Um … my cell phone is still working.

And so is this darned Intarweb thang.

So it apparently whizzed by at 334,000 miles which is … well, the Moon is only 250,000 miles away and it's managed to avoid slamming into us for millions (or even a few billion) years.

So I guess the “Doomsday scenario” is bunk and today really is A Good Day™.

This is something I need to keep in mind as I read Bill Bryson's book A Short History of Nearly Everything. The chapters about the Earth itself make for some hair-raising reading, like the fact that the magnetic poles flipflop on average every 500,000 years, and here it's been at least 750,000 since the last flip (or was it flop?).
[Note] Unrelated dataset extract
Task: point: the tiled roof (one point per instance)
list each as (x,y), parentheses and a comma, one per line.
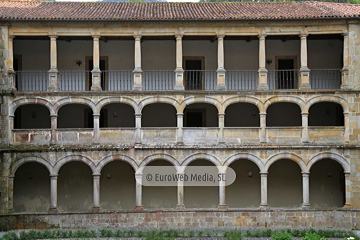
(129,11)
And then there's this bit about Yellowstone National Park:

In the 1960s, while studying the volcanic history of Yellowstone National Park, Bob Christiansen of the United States Geological Survey became puzzled about something that, oddly, had not troubled anyone before; he couldn't find the park's volcano. … In particular what he couldn't find was a structure known as a caldera …

By coincidence just at this time NASA decided to test some new high-altitude cameras by taking photographs of Yellowstone, copies of which some thoughtful official passed on to the park authorities … as Christiansen saw the photos he realized why he had failed to spot the caldera: virtually the whole park—2.2 million acres—was caldera. The explosion had left a crater more than forty miles across—much too huge to be perceived from anywhere at ground level …

Yellowstone, it turns out, is a supervolcano … the cycle of Yellowstone's eruptions averaged one massive blow every 600,000 years. The last one, interestingly enough, was 630,000 years ago. Yellowstone, it appears, is due.

A Short History of Nearly Everything

But I'm feeling optimistic today—I don't think we'll experience a magnetic flip-flop or Yellowstone blowing up today.